De iguais para iguais

O governo Lula propõe-se a uma aliança ampla e sólida com o malufismo, a ser formalizada por entrega de pelo menos um ministério e outros cargos a indicados de Paulo Maluf e seus correligionários. Mas o objetivo não é, como se esperaria de uma reforma ministerial, o fortalecimento da base governamental no Congresso. A verdadeira retribuição pretendida pela oferta é o compromisso de Paulo Maluf de apoiar a candidatura de Marta Suplicy à reeleição.
O esforço do governo Lula para compensar o pequeno êxito da prefeita, sétima colocada na avaliação pública de nove prefeitos de capitais, já leva a extremos o envolvimento pessoal de Lula no apoio a Marta Suplicy, inclusive com uso de atos estritamente federais.
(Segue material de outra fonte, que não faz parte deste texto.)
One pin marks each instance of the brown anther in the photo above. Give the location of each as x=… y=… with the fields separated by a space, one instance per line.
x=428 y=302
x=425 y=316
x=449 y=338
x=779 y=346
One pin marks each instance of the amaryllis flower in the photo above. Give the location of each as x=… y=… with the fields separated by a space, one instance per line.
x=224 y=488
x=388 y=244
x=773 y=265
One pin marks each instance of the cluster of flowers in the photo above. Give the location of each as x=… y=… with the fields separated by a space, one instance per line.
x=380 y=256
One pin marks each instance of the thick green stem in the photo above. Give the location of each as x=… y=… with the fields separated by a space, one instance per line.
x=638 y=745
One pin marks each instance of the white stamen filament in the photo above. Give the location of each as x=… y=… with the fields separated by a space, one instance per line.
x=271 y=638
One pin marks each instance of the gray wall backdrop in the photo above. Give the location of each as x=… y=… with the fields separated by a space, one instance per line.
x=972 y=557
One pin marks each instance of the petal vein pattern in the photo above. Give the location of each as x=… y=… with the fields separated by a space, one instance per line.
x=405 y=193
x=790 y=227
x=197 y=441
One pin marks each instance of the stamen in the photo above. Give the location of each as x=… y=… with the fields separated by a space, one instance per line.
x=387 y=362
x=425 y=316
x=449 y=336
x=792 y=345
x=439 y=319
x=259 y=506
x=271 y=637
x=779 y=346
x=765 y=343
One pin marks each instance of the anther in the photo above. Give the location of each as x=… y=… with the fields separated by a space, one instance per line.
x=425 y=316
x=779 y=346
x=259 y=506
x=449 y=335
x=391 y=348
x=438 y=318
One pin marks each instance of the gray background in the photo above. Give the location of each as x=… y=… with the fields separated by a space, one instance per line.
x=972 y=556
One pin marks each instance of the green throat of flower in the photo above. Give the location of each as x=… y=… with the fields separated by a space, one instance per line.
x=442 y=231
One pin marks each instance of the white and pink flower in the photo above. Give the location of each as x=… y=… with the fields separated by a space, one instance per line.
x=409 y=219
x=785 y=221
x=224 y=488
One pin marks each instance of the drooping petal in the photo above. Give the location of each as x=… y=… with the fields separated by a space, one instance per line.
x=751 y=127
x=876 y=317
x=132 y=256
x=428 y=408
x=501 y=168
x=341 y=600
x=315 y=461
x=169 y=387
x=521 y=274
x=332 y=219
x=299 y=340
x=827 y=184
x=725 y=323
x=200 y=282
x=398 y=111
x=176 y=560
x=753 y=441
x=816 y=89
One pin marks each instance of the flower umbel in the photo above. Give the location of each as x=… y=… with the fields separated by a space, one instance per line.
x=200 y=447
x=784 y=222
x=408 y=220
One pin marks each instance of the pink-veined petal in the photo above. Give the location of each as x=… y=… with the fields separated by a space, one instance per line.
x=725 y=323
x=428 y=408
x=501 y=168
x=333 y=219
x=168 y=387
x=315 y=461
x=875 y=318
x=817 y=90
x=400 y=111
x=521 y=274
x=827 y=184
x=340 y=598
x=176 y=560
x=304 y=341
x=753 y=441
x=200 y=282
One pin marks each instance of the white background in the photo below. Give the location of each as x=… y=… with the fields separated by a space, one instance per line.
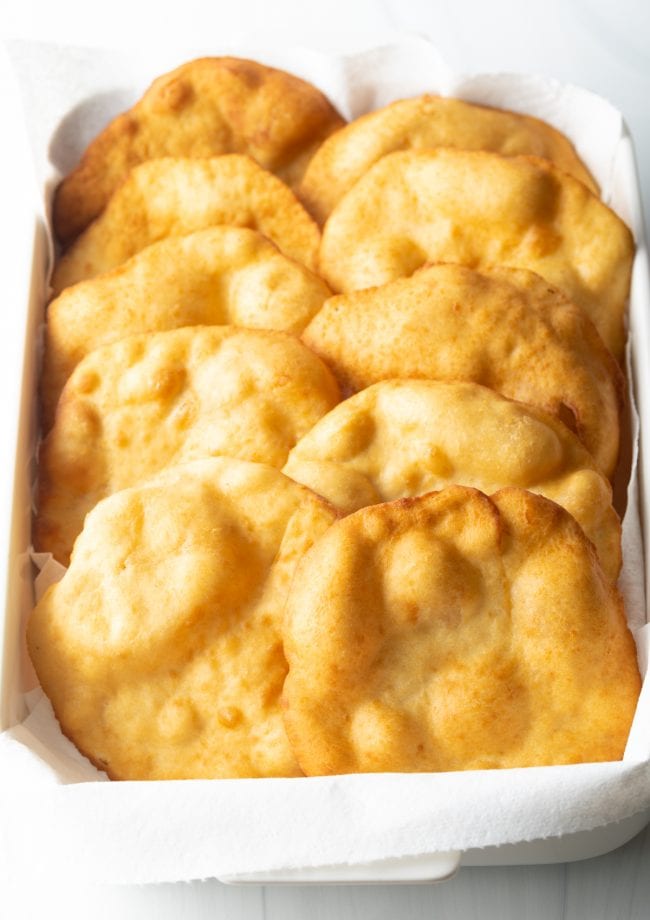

O objetivo e a maneira da pretendida incorporação do malufismo ao governo vão muito além: é o envolvimento da administração, seu uso como moeda de transação eleitoral, com fins, além de partidários, até personificados.
Isso, antes das grandes mudanças petistas, chamava-se fisiologismo. Um modo de evitar dizer corrupção política ou corrupção eleitoral. Nem todas as formas de corrupção estão qualificadas como tais nos códigos punitivos. Ou porque lhes dariam dimensões enciclopédicas, ou porque, ao tempo em que foram pensados, não se imaginava que a degradação da política fosse levada até onde chegou.
Se aceita a condição para o PP integrar o governo, por que não dar o ministério a quem melhor simbolizaria a nova fraternidade de petismo e malufismo? Ministro Paulo Maluf.

Lá e cá
É muito expressiva do "Brasil moderno", este país em que sua pequena Bolsa de Valores influi mais do que o Ministério da Fazenda, a tão difundida dificuldade de compreender ou aceitar que a represália brasileira, na recepção oficial a viajantes norte-americanos, é uma cobrança de respeito à nacionalidade dos cidadãos do Brasil que viajam aos Estados Unidos. Represália, sim, não há que temer a palavra, designadora de numerosos modos de ação historicamente consagrados e legitimados em leis das relações entre países.
A prevalência dos interesses financeiros e mercantis sobre tudo o mais sintetiza, neste entrevero, toda uma mentalidade com pouco ou nenhum espaço para abrigar, também, valores menos objetivos. Não os nega sempre, mas não os vive nunca.
As "razões de defesa" alegadas pelos Estados Unidos, para aplicar tratamento degradante em suas alfândegas, são mais do que incoerentes: são suspeitas mesmo, suspeitas de servirem a propósitos que não são preventivos de coisa alguma, quanto mais de terrorismo.
Um exemplo. Entre os 28 países cujos viajantes ficam isentados de fichações e revistas humilhantes, na chegada aos Estados Unidos, está a Alemanha. Mas os governos da Alemanha e dos Estados Unidos afirmam a existência de uma rede terrorista dividida por várias cidades alemãs, daí saindo vários dos envolvidos no ataque às torres de Nova York e ao Pentágono. Agora mesmo ocorre na Alemanha o julgamento de outro presumido integrante da Al Qaeda preso por lá.
A suspensão de todos os vôos da Air France para os Estados Unidos, no fim do ano, decorreu de exigência dos Estados Unidos, que disporia de informação segura sobre um passageiro apontado como terrorista. Os franceses investigaram tudo e todos. Nada. Há poucos dias, deram, enfim, o nome pedido pelos franceses: Hai. Como Silva ou Souza em grande parte da Ásia. No caso, era de uma criança. Foi erro? Mas seria tão simples verificar quem era esse Hai, ou, em vez de suspender o seu e tantos outros vôos, prendê-lo ao se apresentar para embarque. Providências assim só teriam o inconveniente de não produzir o noticiário que ocupou tanto tempo e espaço de TVs e jornais, com centro sub-reptício no governo capaz de ir aos extremos na pretensa proteção dos seus cidadãos. Mesmo que, com frequência, a demonstração se faça à custa de pacíficos e decentes cidadãos que o acaso não fez nascerem sob o poder norte-americano.